Tak gotowałyśmy Karpia w polskim szarym sosie na Jesiennej Wystawie Ogrodniczej w Minikowie

Większość z nas ma niestety dość przykre wspominania związane ze smakiem karpia. W powojennej Polsce, został uznany za jedno z podstawowych dań wigilijnych, głównie ze względu na najniższą cenę i łatwość hodowli, która skłoniła ówczesne władze państwowe do jego masowej hodowli na potrzeby świąteczne. I tu właśnie powstało przeświadczenie o tym, że karp pachnie i smakuje mułem. Powojenna hodowla, nie zawsze prowadzona była w odpowiedni sposób i stąd powstały te mity związane z karpiem. W dzisiejszych czasach, kiedy karp pochodzi z profesjonalnych hodowli, mity te z całą odpowiedzialnością możemy obalić.

W Polsce karp jest gatunkiem obcym, sprowadzonym pomiędzy XII a XIII wiekiem, prawdopodobnie z hodowli cystersów czeskich lub morawskich.
Wiek XVI to okres budowania stawów-gigantów przez magnatów i wielkie rody książęce, jako rodzinne „pomniki chwały”: np. staw Stary (700 ha) i Grabownica (500 ha) koło Wrocławia i Milicza, Kaliski (625 ha) pod Opolsem, Bieruński (533 ha) koło Katowic czy staw Zygmunta Augusta (480 ha) koło Knyszyna (Białystok). Ten ostatni znany także jest jako „Czechowizna”, gdyż zbudowany był (1560 r.) przez czeskich budowniczych, sprowadzonych przez polską królową Bonę odwiedzającą W. Księstwo Litewskie.

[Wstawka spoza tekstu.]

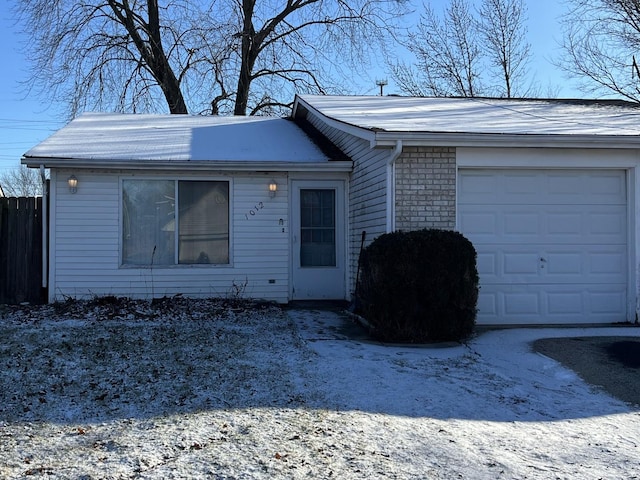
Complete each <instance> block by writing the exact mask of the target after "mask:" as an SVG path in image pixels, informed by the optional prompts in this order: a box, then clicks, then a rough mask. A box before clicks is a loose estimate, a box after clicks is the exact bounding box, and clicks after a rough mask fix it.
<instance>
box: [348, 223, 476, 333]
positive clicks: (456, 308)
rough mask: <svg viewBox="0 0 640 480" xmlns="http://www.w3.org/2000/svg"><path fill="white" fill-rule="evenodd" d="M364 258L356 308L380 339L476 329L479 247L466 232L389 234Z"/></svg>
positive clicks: (365, 252)
mask: <svg viewBox="0 0 640 480" xmlns="http://www.w3.org/2000/svg"><path fill="white" fill-rule="evenodd" d="M360 261H361V264H360V268H361V272H360V280H359V283H358V289H357V297H358V311H359V313H360V314H361V315H362V316H363V317H364V318H365V319H366V320H367V321H368V322H369V323H370V324H371V325H372V327H373V330H374V331H373V334H374V335H375V336H376V337H377V338H379V339H380V340H382V341H386V342H405V343H423V342H432V341H450V340H456V341H460V340H463V339H465V338H467V337H468V336H469V335H471V333H472V332H473V327H474V325H475V319H476V304H477V300H478V271H477V268H476V251H475V248H474V247H473V245H472V244H471V242H470V241H469V240H468V239H466V238H465V237H464V236H463V235H462V234H460V233H458V232H454V231H448V230H420V231H415V232H394V233H388V234H385V235H381V236H380V237H378V238H376V239H375V240H374V241H373V242H372V243H371V245H369V246H368V247H367V248H365V249H364V250H363V252H362V257H361V259H360Z"/></svg>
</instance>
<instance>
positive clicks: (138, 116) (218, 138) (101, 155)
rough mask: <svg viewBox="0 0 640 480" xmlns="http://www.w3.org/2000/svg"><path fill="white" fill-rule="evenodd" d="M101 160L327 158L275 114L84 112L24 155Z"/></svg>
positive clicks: (44, 157) (281, 118)
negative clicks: (232, 115) (204, 113)
mask: <svg viewBox="0 0 640 480" xmlns="http://www.w3.org/2000/svg"><path fill="white" fill-rule="evenodd" d="M34 157H35V158H53V159H80V160H81V159H86V160H100V161H113V162H117V161H131V162H136V161H149V160H151V161H154V160H155V161H177V162H180V161H229V162H234V161H242V162H245V161H246V162H295V163H313V162H326V161H328V160H329V158H328V157H327V156H326V155H325V154H324V153H323V152H322V151H321V150H320V148H319V147H318V146H317V145H316V144H315V143H313V141H312V140H311V139H310V138H309V137H308V136H307V135H306V134H305V133H304V132H303V131H302V130H301V129H299V128H298V127H297V126H296V124H295V123H294V122H292V121H290V120H287V119H283V118H273V117H271V118H270V117H217V116H191V115H139V114H105V113H90V114H83V115H81V116H80V117H78V118H76V119H75V120H73V121H72V122H71V123H69V124H68V125H67V126H65V127H63V128H62V129H60V130H59V131H58V132H56V133H55V134H53V135H52V136H51V137H49V138H48V139H46V140H44V141H43V142H42V143H40V144H38V145H36V146H35V147H33V148H32V149H31V150H29V151H28V152H27V153H25V155H24V158H25V160H27V162H28V161H29V159H32V158H34Z"/></svg>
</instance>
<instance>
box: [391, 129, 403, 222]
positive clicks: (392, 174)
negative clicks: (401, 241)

Z tamtego okresu pozostało wiele stawów (tzw. rybników) i całych gospodarstw, użytkowanych do dnia dzisiejszego: Gołysz, Ochaby i Landek koło Cieszyna, Zator, Grojec, Osiek, Czernichów koło Krakowa, Łyszkowice pod Łowiczem, Knyszyn koło Białegostoku, Przygodzice i Milicz w dolinie rzeki Baryczy oraz wiele mniejszych obiektów stawowych w dorzeczu górnej Odry i Wisły.

O istotniej roli karpia w kulturze i kulinariach polskich świadczyć może to, że kilkanaście miast ma właśnie w swoim herbie tą królewską rybę. W dawnych książkach kucharskich możemy znaleźć osobne rozdziały dla różnych gatunków ryb i mnogość ich sposobów przygotowania. Wpływ miała na to wiara katolicka która w dawnym czasach wprowadzała obowiązujące liczne (do 180 dni w roku) dni postne.

My podczas przygotowania naszej potrawy korzystałyśmy z karpia wyhodowanego w Gospodarstwie Rybackim „Ślesin” w woj. Kujawsko-Pomorskiem ( https://www.karp-slesin.com.pl )

Minikowo karp 1
Bulion
Składniki:

głowa i kręgosłup pozostały po filetowaniu karpia
woda
włoszczyzna: 2 średnie marchewki, 1 korzeń pietruszki i nać, ½ selera)
przyprawy: kilkanaście ziaren pieprzu czarnego, kilka ziaren ziela angielskiego, liść laurowy, sól
2 filety z karpia

Polski szary sos
Składniki:

2 łyżki masła
2 łyżki mąki
około 2-3 łyżek soku z cytryny
2 łyżki cukru
garść rodzynek
10 sparzonych i obranych migdałów pokrojonych w słupki
około 2 szklanek bulionu z karpia
sól i pieprz do smaku

Minikowo karp 3
Wykonanie:

Głowę i kręgosłup karpia wkładamy do garnka i zalewamy wodą, doprowadzamy do zagotowania. Gdy woda zacznie się gotować, odlewamy ją. Następnie części karpia jeszcze raz zalewamy wodą, dodajemy włoszczyznę, przyprawy i gotujemy do miękkości włoszczyzny ( około 20-30 min). Dalej wkładamy do bulionu filety z karpia i gotujemy na „małym ogniu” tak aby bulion tylko „pykał” około 7 min. Filety przekładamy na sito, lub do od razu do sosu, jeśli zdążyliśmy go przygotować 🙂

Zabieramy się za przygotowanie sosu.
Na patelni rozpuszczamy masło, następnie dodajemy mąkę chwilę to prużymy, dodajemy bulion i energicznie mieszamy ( bulion należy dodawać stopniowo aby sos nie był za rzadki, może się okazać że będzie nam go potrzeba trochę mniej). W międzyczasie należy skameralizować cukier*. Karmel dodajemy do sosu i mieszany do jednolitej konsystencji. Na koniec dodajemy migdały, rodzynki, sok z cytryny i doprawiamy solą i pieprzem. Smak sosu powinien być wyważony słodko-kwaśny.
Na koniec do sosu przekładamy filety i jeszcze około 2 minut podgrzewamy aby smaki się połączyły. Oczywiście już nie mieszamy zbyt intensywnie aby nie popsuć struktury filetów z karpia. Wykładamy na talerz i posypujemy posiekaną natką pietruszki.

* Cukier wsypujemy na gorącą, suchą patelnie i czekamy aż zacznie się rozpuszczać i delikatnie brązowić, gdy to nastąpi karmel jest gotowy. Nie należy go już później za długo trzymać na ogniu, gdyż przypali się i zrobi się gorzki.